Carnegie Mellon University
Computing Services  ›  Information Security Office  ›  Training and Awareness  ›  Security 101  ›  Compliance Requirements satisfied by Security 101

The following Cybersecurity regulations, rules and contracts require at least the basic security training provided by Security 101.  Additional, topic-specific training may be required.

HEOA

The Higher Education Opportunity Act(HEOA) requires that students are made aware of federal copyright laws and the institutional policies and sanctions related to violations of copyright law.


GLBA

Gramm-Leach-Bliley Act (GLBA) is required through our Title IV Program Participation Agreement with the Department of Education to administer student financial aid.  This requirement applies to all users (staff and faculty) of S3 and PowerFAIDS.

“(e) Implement policies and procedures to ensure that personnel are able to enact your information security program by:

(1) Providing your personnel with security awareness training that is updated as necessary to reflect risks identified by the risk assessment;”


NSPM-33

National Security Presidential Memorandum 33 requires that all US Government supported research and development comply with research security standards (among other requirements).  This requirement applies to all individuals (faculty, students, and staff) who work on any research that is funded in whole or in part by the US government (including subcontracts).


“Provide regular cybersecurity awareness training for authorized users of information systems, including in recognizing and responding to social engineering threats and cyber breaches.” (section 6)


NIST 800-171/CMMC

National Institutes of Standards and Technology (NIST) Special Publication 800-171 (NIST SP800-171) describes controls that must be in place to protect Controlled Unclassified Information (CUI).  Cybersecurity Maturity Model Certification (CMMC) is a Department of Defense program that requires third-party certification of compliance with NIST SP800-171. Carnegie Mellon University is subject to CMMC and NIST SP 800-171 through contracts and subcontracts from the Department of Defense.  The specific training requirements (3.2.1, 3.2.2, 3.2.3) apply to all individuals (faculty, staff, students) who work on any Department of Defense contracts or subcontracts.


“3.2.1 Ensure that managers, systems administrators, and users of organizational systems are made aware of the security risks associated with their activities and of the applicable policies, standards, and procedures related to the security of those systems.

3.2.2 Ensure that personnel are trained to carry out their assigned information security-related duties and responsibilities.

3.2.3 Provide security awareness training on recognizing and reporting potential indicators of insider threat.”

In addition to the explicit requirements for training (3.2.1, 3.2.2, 3.2.3), there is a requirement that all employees of a defense contractor (of which we are one) understand what CUI is and how to report it if seen outside of protected environments (3.1.3).  

“3.1.3 Control the flow of CUI in accordance with approved authorizations.”



Research Contracts/Data Use Agreements

Many contracts and data use agreements that researchers are subject to to get access to sponsored data require cybersecurity awareness training, which our Security 101 training course generally provides.  Any individual (faculty, staff, students) with access to such data are required to take cybersecurity awareness training.  This is very common language in contracts with private companies or involving sensitive data from public entities.


PCI-DSS

Payment Card Industry - Data Security Standards (must agree to the License Agreement for access to the PCI-DSS source documents) requires that all individuals involved with the handling of credit cards or that can affect the security of cardholder data receive training on how to properly meet their responsibilities under the PCI-DSS.

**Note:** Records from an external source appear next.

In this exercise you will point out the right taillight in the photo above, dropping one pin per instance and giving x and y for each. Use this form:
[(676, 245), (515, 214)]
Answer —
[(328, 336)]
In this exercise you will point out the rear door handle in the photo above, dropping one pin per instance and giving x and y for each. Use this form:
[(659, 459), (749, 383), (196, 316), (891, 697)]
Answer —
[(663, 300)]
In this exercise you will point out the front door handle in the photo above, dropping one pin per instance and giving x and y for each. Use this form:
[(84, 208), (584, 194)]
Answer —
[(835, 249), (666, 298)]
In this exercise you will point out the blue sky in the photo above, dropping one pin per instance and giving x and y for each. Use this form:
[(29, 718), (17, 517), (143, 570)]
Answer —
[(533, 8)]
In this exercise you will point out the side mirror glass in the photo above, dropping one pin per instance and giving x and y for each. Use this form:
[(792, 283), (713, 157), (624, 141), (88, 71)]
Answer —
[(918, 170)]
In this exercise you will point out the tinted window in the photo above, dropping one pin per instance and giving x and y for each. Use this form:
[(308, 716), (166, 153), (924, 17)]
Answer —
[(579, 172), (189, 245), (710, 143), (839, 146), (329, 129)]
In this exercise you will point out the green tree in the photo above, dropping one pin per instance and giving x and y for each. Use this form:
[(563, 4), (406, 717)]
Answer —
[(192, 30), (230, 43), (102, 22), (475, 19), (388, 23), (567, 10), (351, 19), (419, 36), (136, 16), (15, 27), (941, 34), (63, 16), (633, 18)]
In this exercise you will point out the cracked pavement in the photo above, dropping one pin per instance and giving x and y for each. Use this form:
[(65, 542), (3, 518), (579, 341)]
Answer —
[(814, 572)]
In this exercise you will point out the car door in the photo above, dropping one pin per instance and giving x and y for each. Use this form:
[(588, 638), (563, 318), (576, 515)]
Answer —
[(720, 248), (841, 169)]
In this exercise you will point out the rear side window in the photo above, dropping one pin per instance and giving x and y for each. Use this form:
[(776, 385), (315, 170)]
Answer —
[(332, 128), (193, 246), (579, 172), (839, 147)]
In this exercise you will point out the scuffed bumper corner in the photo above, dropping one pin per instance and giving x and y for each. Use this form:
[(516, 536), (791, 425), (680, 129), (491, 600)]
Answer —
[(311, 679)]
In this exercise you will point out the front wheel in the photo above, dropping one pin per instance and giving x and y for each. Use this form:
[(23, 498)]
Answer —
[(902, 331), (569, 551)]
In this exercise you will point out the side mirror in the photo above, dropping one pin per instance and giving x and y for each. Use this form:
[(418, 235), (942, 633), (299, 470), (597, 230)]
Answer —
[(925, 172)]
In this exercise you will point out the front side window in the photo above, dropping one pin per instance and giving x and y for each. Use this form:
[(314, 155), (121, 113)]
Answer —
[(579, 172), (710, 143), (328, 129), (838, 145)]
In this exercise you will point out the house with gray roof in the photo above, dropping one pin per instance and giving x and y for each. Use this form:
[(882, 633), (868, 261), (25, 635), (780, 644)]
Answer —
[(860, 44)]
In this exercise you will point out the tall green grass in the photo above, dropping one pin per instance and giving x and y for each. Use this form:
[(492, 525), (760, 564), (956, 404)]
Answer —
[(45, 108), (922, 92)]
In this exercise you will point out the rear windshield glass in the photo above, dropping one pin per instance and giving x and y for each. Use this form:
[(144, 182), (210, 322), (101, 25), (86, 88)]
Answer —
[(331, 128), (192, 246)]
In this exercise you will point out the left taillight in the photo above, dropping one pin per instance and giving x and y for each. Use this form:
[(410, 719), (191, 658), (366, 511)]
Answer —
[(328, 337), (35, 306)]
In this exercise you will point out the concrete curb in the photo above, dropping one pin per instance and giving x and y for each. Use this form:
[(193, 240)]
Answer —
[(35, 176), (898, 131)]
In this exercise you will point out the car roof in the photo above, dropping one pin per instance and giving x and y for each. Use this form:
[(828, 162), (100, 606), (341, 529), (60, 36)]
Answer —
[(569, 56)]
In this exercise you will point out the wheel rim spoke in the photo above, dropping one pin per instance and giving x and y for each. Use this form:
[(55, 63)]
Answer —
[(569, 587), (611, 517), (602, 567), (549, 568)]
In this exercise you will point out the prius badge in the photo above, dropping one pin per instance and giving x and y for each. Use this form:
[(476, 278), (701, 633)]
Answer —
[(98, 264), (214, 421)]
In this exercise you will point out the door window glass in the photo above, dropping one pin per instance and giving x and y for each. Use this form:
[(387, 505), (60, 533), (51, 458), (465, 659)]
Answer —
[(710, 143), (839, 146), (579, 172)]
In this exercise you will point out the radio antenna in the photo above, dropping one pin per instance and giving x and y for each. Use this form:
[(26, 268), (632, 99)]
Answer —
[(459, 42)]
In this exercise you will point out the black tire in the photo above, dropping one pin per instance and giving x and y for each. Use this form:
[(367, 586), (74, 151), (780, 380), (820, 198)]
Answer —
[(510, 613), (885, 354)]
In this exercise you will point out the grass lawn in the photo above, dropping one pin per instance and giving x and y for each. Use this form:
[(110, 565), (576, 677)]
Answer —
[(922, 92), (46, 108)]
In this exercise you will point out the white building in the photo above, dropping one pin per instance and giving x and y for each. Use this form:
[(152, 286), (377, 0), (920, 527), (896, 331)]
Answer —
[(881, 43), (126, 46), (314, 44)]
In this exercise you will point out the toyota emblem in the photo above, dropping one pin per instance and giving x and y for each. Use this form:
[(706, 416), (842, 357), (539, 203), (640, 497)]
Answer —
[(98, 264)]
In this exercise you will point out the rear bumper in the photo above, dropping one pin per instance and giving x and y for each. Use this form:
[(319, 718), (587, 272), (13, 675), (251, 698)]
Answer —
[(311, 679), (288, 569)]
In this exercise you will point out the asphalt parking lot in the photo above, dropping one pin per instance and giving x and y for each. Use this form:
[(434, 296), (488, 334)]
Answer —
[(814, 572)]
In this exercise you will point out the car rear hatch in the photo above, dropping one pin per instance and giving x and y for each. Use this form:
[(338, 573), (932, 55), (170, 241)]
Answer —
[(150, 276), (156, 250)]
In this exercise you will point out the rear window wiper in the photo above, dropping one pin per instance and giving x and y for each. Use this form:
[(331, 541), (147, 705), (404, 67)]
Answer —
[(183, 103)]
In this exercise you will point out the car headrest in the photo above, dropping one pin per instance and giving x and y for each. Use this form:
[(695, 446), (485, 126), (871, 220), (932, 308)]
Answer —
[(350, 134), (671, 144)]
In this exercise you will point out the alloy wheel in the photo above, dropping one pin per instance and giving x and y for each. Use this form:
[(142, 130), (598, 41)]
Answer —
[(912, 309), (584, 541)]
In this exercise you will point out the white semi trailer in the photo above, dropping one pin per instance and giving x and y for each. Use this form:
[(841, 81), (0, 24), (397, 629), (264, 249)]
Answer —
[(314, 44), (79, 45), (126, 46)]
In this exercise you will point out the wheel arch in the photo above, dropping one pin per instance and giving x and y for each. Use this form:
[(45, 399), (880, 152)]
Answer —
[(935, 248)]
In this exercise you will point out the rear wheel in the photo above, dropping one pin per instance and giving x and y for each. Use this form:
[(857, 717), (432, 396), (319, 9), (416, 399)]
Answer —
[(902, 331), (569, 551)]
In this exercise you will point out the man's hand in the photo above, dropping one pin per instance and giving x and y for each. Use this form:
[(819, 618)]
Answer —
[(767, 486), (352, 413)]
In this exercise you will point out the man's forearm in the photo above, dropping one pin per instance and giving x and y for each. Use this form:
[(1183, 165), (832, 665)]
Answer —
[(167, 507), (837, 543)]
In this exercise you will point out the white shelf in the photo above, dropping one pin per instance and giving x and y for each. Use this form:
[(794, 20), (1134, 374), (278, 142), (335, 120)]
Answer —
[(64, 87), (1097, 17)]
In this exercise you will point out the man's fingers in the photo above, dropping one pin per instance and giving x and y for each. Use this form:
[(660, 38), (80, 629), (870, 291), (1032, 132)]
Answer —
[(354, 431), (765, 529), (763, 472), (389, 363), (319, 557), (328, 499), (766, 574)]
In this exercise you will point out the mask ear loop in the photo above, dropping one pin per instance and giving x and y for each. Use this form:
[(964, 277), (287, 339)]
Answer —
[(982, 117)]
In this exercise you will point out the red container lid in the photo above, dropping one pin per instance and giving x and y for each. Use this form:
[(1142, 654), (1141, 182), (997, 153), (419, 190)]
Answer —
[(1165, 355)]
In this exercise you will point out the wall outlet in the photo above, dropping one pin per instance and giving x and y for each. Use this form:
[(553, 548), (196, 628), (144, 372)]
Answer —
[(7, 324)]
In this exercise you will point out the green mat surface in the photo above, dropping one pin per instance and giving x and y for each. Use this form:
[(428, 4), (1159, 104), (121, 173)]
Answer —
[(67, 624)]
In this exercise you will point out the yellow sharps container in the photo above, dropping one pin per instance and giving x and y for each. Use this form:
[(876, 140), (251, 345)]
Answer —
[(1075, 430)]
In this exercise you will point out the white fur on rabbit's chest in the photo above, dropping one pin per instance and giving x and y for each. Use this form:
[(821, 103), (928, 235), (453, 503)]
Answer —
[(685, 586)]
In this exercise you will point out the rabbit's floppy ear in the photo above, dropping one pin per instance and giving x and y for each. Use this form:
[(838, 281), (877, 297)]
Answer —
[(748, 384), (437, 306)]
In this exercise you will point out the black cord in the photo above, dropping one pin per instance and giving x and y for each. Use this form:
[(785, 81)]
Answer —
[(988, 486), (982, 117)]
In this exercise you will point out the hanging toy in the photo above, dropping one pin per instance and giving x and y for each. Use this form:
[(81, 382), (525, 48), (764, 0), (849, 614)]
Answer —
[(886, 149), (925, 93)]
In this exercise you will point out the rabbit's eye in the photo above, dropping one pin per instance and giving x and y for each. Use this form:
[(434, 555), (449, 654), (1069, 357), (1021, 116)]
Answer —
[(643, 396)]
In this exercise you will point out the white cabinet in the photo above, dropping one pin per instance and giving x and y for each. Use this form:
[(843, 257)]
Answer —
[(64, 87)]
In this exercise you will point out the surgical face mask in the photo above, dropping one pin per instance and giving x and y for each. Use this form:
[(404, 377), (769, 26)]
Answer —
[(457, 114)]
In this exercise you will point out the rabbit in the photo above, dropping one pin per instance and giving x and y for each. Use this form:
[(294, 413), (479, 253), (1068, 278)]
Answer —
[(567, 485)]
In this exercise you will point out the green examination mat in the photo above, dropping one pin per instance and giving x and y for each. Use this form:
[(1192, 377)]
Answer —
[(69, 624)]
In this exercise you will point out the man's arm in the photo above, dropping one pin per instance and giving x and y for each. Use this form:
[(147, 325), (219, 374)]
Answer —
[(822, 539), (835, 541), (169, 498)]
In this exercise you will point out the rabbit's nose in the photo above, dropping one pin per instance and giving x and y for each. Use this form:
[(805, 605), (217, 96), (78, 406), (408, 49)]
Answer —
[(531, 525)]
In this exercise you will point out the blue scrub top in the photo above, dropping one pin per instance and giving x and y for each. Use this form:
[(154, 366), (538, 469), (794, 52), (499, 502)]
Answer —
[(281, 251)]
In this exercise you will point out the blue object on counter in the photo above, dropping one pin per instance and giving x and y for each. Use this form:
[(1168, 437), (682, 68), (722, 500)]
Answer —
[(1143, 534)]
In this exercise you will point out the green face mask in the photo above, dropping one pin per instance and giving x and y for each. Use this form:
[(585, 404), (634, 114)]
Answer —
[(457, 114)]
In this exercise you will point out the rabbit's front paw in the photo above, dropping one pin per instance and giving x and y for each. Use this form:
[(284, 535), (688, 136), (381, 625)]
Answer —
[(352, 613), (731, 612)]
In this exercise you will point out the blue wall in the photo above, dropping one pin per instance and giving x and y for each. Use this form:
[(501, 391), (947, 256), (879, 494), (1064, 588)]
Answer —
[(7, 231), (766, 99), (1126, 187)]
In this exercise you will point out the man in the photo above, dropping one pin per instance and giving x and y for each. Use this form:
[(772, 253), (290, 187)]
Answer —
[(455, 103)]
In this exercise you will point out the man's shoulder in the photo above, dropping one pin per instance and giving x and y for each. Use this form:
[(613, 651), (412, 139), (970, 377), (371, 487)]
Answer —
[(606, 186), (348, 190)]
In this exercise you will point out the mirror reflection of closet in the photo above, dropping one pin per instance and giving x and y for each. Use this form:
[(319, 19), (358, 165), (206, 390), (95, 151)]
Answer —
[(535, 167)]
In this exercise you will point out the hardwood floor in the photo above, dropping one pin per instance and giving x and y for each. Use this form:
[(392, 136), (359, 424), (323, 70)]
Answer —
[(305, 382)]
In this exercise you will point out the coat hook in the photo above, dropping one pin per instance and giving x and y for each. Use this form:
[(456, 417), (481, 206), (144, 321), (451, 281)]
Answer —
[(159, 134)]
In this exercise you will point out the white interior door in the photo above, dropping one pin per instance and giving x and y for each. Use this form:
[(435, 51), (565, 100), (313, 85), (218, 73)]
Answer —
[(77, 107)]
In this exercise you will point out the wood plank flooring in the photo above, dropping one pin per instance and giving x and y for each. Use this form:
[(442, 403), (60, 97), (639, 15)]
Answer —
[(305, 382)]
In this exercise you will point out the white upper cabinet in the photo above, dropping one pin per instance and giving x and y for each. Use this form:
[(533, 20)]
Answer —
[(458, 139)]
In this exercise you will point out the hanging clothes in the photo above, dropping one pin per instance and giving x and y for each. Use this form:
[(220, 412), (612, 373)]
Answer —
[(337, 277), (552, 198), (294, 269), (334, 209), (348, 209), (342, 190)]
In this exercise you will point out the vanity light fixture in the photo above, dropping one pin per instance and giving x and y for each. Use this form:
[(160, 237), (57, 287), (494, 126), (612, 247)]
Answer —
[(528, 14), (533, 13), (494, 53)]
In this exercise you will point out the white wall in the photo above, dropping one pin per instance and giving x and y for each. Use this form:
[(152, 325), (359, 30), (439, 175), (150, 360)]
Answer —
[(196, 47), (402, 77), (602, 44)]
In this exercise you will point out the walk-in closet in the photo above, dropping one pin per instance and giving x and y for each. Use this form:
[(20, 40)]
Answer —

“12.6.1 A formal security awareness program is implemented to make all personnel aware of the entity’s information security policy and procedures, and their role in protecting the cardholder data.”

“12.6.3 Personnel receive security awareness training as follows: 

  • Upon hire and at least once every 12 months. 
  • Multiple methods of communication are used. 
  • Personnel acknowledge at least once every 12 months that they have read and understood the information security policy and procedures. “

Upcoming regulations that may also affect cybersecurity training requirements

The Department of Education has stated their intention to require that all Federal student aid information will be subject to NIST 800-171, which includes a training requirement as described above.